An example of a stochastic process could be as simple as flipping of an unbiased coin at every second for a minute. We can model it as a sequence of sixty independent and identically distributed (iid) random variables based on Bernoulli distribution with its parameter as 0.5. A complex example could be some noise in an electric circuit over time, stock market over time or Brownian motion.

Formally, a stochastic process is a sequence of random variables $X_1$, $X_2$, … $X_t$ representing the states at time $1, 2, …, t$. Further, the initial probability distribution $Pr(X_1)$ and the probability distributions of the subsequent states should be specified. The distribution of the state at at time $t+1$ is described as a conditional distribution conditioned on the observed states {$X_1 = x_1$, $X_2 = x_2$, …, $X_t = x_t$}. The joint distribution of the sequence can be written as:

\[Pr(X_1=x_1,X_1=x_2, ..., X_t=x_t) = \\ Pr(X_1=x_1) Pr(X_2=x_2|X_1=x_1) ... \\ Pr(X_t=x_t|X_{1}=x_{1}, X_{2}=x_{2}, ..., X_{t-1}=x_{t-1})\]

Markov chains

A Markov chain is a special kind of stochastic process, which obeys the Markov property. The Markov property states that the conditional probability distribution of the next state depends only on the current state. This property is also called memorylessness, in contrast with a general stochastic process, it does not matter what the past states are, only the current state decides the next state. Mathematically, the property is stated as:

\[Pr(X_{t+1}=x|X_1=x_1,X_1=x_2, ..., X_t=x_t) = Pr(X_{t+1}=x|X_t=x_t)\]

Using this property, we can write the joint distribution of the sequence as:

\[Pr(X_1=x_1,X_1=x_2, ..., X_t=x_t) = \\ Pr(X_1=x_1) Pr(X_2=x_2|X_1=x_1) ... Pr(X_t=x_t|X_{t-1}=x_{t-1})\]

Note: One might say that $X_3$ does depend on $X_1$ because $X_2$ depends on $X_1$, and it is indeed correct. $X_3$ does depend on $X_1$. However, the assumption is that $X_3$ depends only on $X_2$. That is, given $X_2$, $X_3$ does not depend on $X_1$. Another way to understand the Markov property is that $X_3$ is independent of $X_1$ given $X_2$, that is: $P(X_3 | X_2, X_1) = P(X_3 | X_2)$.

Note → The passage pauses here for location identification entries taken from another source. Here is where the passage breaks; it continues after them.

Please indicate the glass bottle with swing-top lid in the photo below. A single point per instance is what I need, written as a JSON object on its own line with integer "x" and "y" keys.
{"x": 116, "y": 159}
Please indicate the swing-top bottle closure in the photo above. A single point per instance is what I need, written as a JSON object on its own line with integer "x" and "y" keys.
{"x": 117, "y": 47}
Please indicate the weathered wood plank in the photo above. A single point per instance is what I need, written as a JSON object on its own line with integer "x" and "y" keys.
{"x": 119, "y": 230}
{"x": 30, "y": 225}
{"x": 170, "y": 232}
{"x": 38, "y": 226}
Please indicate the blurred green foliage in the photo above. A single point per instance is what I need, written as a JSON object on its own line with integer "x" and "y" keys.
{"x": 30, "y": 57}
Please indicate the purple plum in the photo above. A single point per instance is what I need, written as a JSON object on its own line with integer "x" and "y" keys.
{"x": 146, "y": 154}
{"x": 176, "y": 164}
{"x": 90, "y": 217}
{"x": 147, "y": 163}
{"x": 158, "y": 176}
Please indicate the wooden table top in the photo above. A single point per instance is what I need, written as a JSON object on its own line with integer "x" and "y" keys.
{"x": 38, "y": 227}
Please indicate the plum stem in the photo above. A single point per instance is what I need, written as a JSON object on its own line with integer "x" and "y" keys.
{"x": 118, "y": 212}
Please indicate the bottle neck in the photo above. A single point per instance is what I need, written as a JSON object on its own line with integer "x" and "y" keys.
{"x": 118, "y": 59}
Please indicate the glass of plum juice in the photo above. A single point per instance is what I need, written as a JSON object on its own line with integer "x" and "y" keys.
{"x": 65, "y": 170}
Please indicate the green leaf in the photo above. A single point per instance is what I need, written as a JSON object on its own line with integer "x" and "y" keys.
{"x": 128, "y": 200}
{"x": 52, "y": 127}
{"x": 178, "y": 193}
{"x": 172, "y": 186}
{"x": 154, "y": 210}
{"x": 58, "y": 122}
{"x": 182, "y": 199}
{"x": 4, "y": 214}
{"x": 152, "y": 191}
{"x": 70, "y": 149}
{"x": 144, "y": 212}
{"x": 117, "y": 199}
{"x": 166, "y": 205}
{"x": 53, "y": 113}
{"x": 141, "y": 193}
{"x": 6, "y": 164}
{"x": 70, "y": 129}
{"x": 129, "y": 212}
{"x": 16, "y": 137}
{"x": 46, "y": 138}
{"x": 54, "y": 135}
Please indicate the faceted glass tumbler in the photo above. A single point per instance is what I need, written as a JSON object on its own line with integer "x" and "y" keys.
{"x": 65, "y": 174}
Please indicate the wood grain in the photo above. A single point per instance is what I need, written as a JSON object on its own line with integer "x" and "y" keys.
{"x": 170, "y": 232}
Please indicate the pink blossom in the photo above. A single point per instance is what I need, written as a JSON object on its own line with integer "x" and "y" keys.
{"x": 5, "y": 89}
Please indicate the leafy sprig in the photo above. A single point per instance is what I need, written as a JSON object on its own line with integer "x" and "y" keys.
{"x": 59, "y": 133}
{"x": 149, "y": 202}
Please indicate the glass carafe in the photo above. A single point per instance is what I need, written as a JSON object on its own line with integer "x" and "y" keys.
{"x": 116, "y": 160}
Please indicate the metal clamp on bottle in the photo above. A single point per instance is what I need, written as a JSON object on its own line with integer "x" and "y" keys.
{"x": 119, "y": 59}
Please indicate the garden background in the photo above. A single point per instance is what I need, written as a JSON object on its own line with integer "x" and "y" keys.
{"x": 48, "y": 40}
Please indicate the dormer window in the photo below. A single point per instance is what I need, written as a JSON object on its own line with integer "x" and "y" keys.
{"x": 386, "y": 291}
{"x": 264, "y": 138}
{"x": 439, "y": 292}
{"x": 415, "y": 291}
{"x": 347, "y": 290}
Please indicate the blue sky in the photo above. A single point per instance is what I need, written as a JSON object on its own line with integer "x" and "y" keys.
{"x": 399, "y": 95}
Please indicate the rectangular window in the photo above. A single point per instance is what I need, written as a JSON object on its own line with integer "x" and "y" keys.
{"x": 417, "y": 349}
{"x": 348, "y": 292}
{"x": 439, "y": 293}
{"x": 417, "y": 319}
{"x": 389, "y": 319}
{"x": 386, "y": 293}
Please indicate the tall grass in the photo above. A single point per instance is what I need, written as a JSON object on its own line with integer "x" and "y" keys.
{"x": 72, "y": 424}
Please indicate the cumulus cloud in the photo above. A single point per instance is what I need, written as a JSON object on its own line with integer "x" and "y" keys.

To summarize, Markov property states that the next state does not depend on the past given the present.

Examples

The game of snakes and ladder is an example of Markov chains. A player can be in one of the hundred states corresponding to the hundred positions on the board. The next position, i.e., state is decided by the current state and the roll of the dice. Note that the next state is decided by the current state alone, it does not matter how the current state is attained.

Flipping an unbiased coin sixty times for a minute is also an example of a Markov chain. This is called a Bernoulli process, the underlying probability distribution is a Bernoulli distribution with the parameter 0.5. This is an extremely simple case, where the next state is not even dependent on the current state.

The state space of a Markov chain could be continuous as well. Consider an example with the conditional probability distribution at $t+1$ as: $Pr(X_{t+1} | X_t = x_t) = N(x_t, 1)$. Here the state space is real numbers, and the next state is specified as a normal distribution with its mean as the current state and variance 1.

Following is another example of a Markov chain. We have a grid of 3 elements, numbered 1, 2 and 3. The rules of the movement are that the position can only change horizontally, and the position has to be in the grid. The probability of moving left or right is 0.5 each. In case of the first and the last position, the probability of moving right and left is 0.5 respectively, and probability to stay in the position is 0.5 for both the positions. The state transition diagram shows the probabilities on the edges of the possible transitions.

The conditional distribution for this Markov chain is the following: $p_{11} = 0.5$, $p_{12} = 0.5$, $p_{13} = 0$, $p_{21} = 0.5$, $p_{22} = 0$, $p_{23} = 0.5$, $p_{31} = 0$, $p_{32} = 0.5$, $p_{33} = 0.5$.

Transition distribution

For a given set of states ($S$), we can write the conditional probability distribution at time $t+1$ as $Pr(X_{t+1}=j|X_t=i)$ for the states $i, j \in S$. This conditional distribution is called transition distribution, representing the probability of state change from $i$ to $j$ at time $t+1$. The transition distribution is stationary if it remains the same for all values of $t$. We can write the stationary transition distribution from state $i$ to $j$ as $Pr(X_{t+1}=j|X_t=i) = p_{ij}$ for all values of $t$.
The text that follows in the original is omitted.